MadSci Network: Zoology
Query:

Re: Why do certain sound frequencies attract or disperse fish?

Date: Tue Feb 3 22:55:52 1998
Posted By: John Franklin Rawls, grad student, Developmental Biology, Washington University
Area of science: Zoology
ID: 885477341.Zo
Message:

This is a wonderful question! In a short answer, we don't know why fish respond in different ways to different types of sound. You and I also respond differently to different sounds, and that process is also not well understood. There are many people currently studying the ways in which animals hear and how that information is processed in the central nervous system.

Fish have two main organs that they use to "hear", the otolith organs and the swim bladder. The otolith organs are similar to our ears in location and function. They contain the otoliths, which are dense, gelatinous structures consisting of calcium carbonate crystals . When sound waves reach the otoliths, they cause specialized hair cells to send signals to the brain. The otolith organs are responsible for detecting a variety of frequencies and providing directional information. The other "hearing" organ is the swim bladder. It's main function is to allow the fish to change its depth in the water. However, sound causes the volume of the swim bladder to change briefly, and the fish can use this to detect very sensitive frequencies of sound. However, the swim bladder provides no directional information. Therefore, fish detect the type of sound with both otolith organs and the swim bladder, and determine where the sound is coming from through the otolith organs.

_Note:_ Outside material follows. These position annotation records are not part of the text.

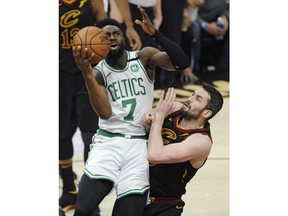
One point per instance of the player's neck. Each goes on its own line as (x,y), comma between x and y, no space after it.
(118,63)
(190,124)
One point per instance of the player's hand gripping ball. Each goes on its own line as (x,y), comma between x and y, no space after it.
(95,40)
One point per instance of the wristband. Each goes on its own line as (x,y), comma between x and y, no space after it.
(204,25)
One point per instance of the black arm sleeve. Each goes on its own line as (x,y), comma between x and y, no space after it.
(178,57)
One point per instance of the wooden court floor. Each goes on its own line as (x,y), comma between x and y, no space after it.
(208,192)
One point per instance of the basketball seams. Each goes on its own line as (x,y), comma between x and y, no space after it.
(91,39)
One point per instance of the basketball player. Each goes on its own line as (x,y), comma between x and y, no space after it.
(121,91)
(74,106)
(178,146)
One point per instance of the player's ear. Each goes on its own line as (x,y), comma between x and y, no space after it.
(207,113)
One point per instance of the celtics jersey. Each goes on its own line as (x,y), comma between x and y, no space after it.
(130,93)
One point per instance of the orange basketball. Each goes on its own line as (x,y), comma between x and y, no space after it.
(95,40)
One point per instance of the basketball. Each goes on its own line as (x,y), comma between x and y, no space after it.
(95,40)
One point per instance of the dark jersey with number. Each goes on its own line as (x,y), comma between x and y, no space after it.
(169,180)
(73,16)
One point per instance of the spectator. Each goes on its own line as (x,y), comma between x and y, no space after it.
(151,7)
(214,39)
(191,43)
(121,91)
(74,105)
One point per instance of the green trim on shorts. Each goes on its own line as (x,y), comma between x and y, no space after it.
(101,177)
(134,191)
(111,135)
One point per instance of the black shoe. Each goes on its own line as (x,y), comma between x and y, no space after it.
(61,212)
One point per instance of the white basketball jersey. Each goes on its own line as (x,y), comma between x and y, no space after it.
(130,93)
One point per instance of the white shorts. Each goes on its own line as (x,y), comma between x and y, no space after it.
(120,160)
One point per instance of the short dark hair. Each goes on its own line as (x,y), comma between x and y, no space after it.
(216,99)
(108,21)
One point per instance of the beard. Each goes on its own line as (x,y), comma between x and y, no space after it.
(116,54)
(188,114)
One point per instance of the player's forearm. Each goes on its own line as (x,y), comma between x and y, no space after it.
(98,98)
(155,142)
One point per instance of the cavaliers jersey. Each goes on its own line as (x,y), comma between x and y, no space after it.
(130,92)
(169,180)
(73,16)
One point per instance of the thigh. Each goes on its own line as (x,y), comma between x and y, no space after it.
(134,175)
(154,209)
(130,205)
(91,193)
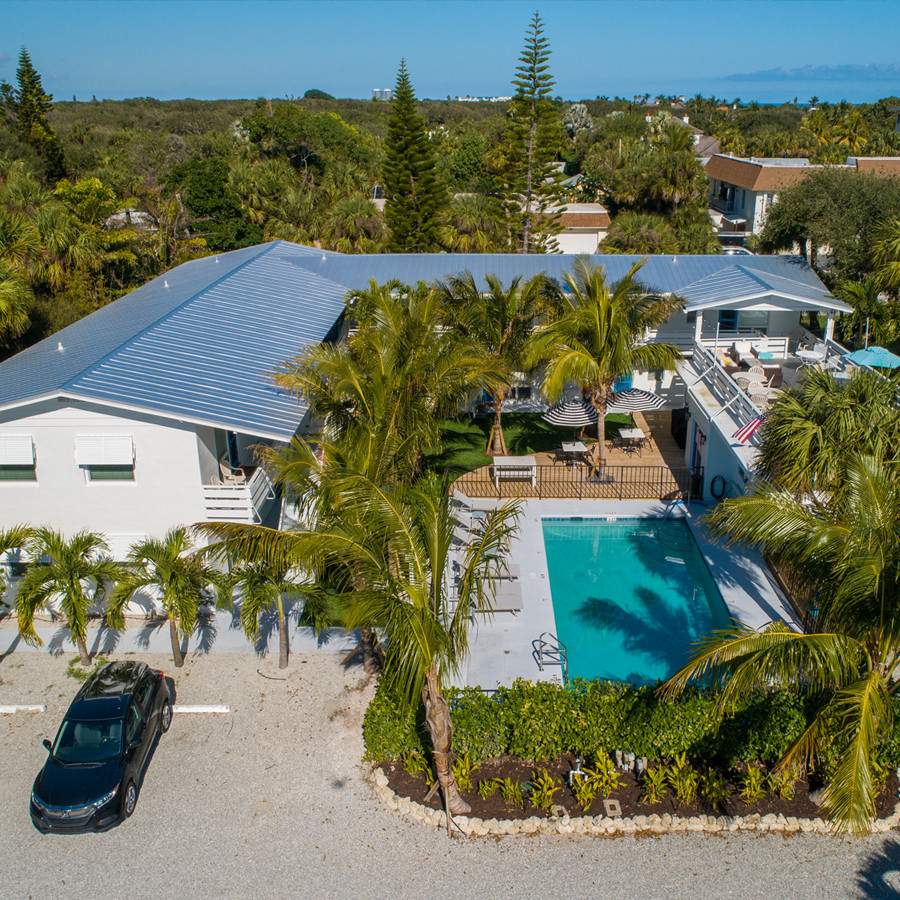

Once these signals reach the brain, the fish interprets them and decides how to react. The way the brain translates this kind of information is a very important question and there are no good answers yet. It is safe to say though, that fish are probably attracted to sound which they associate with food or other friendly fish, while they probably swim away from something that sounds dangerous. How the fish knows which sounds are bad and which are good is another interesting question with no good answers yet. There are a number of people studying the neural pathways responsible for hearing, but how hearing relates to behavior is unknown. Such behavior could be innate or learned over time. But a fish that does not know to swim away from what sounds like a predator is likely to soon be lunch, so only the fish that make these appropriate distinctions will live see another day! Therefore, only the "smart" fish will be selected to create the next generation of fish.

For a picture showing the otolith organs and the swim bladder, go to http://zfish.uoregon.edu:80/zf_info/zfbook/stages/figs/fig39b.jpg. Frame G shows the front of an embryonic zebrafish. The eye is the top dark circle and the swim bladder is the bubble-like organ lower in the picture. In between the eye and the swim bladder is a clear circle of similar size which is the otolith organ.